Racontez-nous votre parcours.

Né au Port, j’ai grandi à Saint-Denis. Je suis parti après le bac pour faire une école hôtelière à Paris d’où je suis sorti diplômé d’un Bachelor en management hôtelier. J’ai toujours eu une attirance pour l’Asie. Alors après mes études en 2008, j’ai rejoint un ancien camarade de classe en Chine. C’est comme ça que tout a commencé.

Qu’est-ce qui vous a le plus marqué au début ?

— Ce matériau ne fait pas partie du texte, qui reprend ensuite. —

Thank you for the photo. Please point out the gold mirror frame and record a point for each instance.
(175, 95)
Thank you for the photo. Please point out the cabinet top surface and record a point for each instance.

Le premier choc a été celui de la langue et de ne pas pouvoir lire quoi que ce soit. Tout devient un challenge lorsque vous découvrez l’empire du milieu : ouvrir un compte en banque, payer une facture, chercher du lait écrémé au supermarché… Tout étranger arrivant en Chine est aussi interpellé par la taille des rues et le nombre de personnes au mètre carré. Lors de mon enfance, ma référence en terme d’avenue était la rue de Paris à Saint-Denis. La plus petite des rues à Beijing fait deux fois deux voies. Les sept périphériques de la ville sont en deux fois six voies…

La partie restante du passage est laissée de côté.